When I commented out the ssh part of the post-receive, I got an email. When I commented out the post-receive-email part, the repository(B) pulled correctly. When both the ssh part and the post-receive-email part are active, the post-receive only have the repository(B) pull and didn't send any email.
I don't know why the post-receive doesn't work as I expect when both the ssh part and the post-receive-email part exist at the same time.
Any hint and comment is appreciated. Thank you in advance.
TL;DR: ssh -n
.
Background facts:
The post-receive hook gets input on its standard input. Reading stdin, you will get one line per updated reference, in the form described in the githooks documentation.
All of the Git hooks that receive input on stdin do so on a pipe. (I contend that this is a bad idea—that they should receive their input as a file descriptor open on a temporary file—but that's a separate battle. Even if that were not the case you would still need another trick.)
Reading the input available on a pipe consumes that input. Once it's read, it's gone.
(This, by the way, is why the read
built-in in shells is so inefficient: it's necessary to read the input one byte at a time, so that only as much as read
is going to read is consumed.)
With that in mind, consider the ssh
command, and this excerpt from its documentation:
-n Redirects stdin from /dev/null (actually, prevents reading from stdin).

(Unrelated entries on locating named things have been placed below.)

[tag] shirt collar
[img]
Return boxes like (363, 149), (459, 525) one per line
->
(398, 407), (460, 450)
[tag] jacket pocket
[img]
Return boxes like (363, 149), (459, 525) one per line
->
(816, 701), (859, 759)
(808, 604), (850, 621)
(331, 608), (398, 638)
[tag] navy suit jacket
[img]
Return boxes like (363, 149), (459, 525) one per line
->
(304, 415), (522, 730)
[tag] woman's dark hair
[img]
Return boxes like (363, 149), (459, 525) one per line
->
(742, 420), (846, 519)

So, what happens if you run ssh
without -n
? It will, of course, read stdin. But ... how much will it read? Well, strictly speaking, that depends: ssh runs several processes and/or threads, and there is a race if there is a great deal of stdin input and the command run on the remote end executes very quickly, but in general, the amount that ssh reads is all of stdin.

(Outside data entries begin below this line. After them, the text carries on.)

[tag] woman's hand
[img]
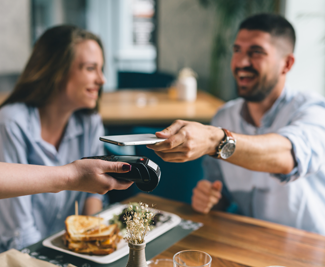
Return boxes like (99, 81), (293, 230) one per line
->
(62, 159), (133, 194)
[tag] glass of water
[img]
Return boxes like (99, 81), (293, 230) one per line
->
(173, 250), (212, 267)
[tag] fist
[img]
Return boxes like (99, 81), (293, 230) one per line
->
(192, 180), (222, 214)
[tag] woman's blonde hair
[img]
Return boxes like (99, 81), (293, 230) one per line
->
(1, 25), (104, 113)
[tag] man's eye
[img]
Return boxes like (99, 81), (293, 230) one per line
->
(248, 50), (265, 56)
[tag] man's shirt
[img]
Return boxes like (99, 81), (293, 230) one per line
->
(0, 103), (103, 252)
(204, 86), (325, 235)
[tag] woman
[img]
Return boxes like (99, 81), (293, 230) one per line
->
(0, 159), (132, 200)
(0, 25), (114, 252)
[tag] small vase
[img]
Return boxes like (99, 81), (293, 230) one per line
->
(126, 243), (148, 267)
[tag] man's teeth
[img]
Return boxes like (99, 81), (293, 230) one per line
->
(238, 73), (254, 78)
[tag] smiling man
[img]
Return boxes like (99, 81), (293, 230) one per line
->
(148, 14), (325, 235)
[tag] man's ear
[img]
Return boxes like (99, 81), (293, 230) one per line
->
(282, 53), (295, 74)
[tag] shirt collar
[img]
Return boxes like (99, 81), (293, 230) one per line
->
(240, 85), (288, 127)
(31, 108), (83, 142)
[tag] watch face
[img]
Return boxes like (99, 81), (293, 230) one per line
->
(220, 142), (236, 159)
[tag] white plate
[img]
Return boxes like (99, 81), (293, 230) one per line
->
(43, 204), (181, 263)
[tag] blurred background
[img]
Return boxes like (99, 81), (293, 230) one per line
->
(0, 0), (325, 100)
(0, 0), (325, 205)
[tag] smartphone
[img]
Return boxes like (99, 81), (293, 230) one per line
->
(99, 134), (166, 146)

Now consult background fact #3, and answer the question: what's left on stdin, when ssh finishes?
Now, think about what your post-receive hook that sends email does. It must, necessarily, read its stdin to see which references were updated. What data will it get on its stdin?
If you prevent ssh
from reading (and thereby consuming) all the input, the post-receive hook will be able to read (and consume, but now it doesn't matter any more) all the input, and therefore function correctly.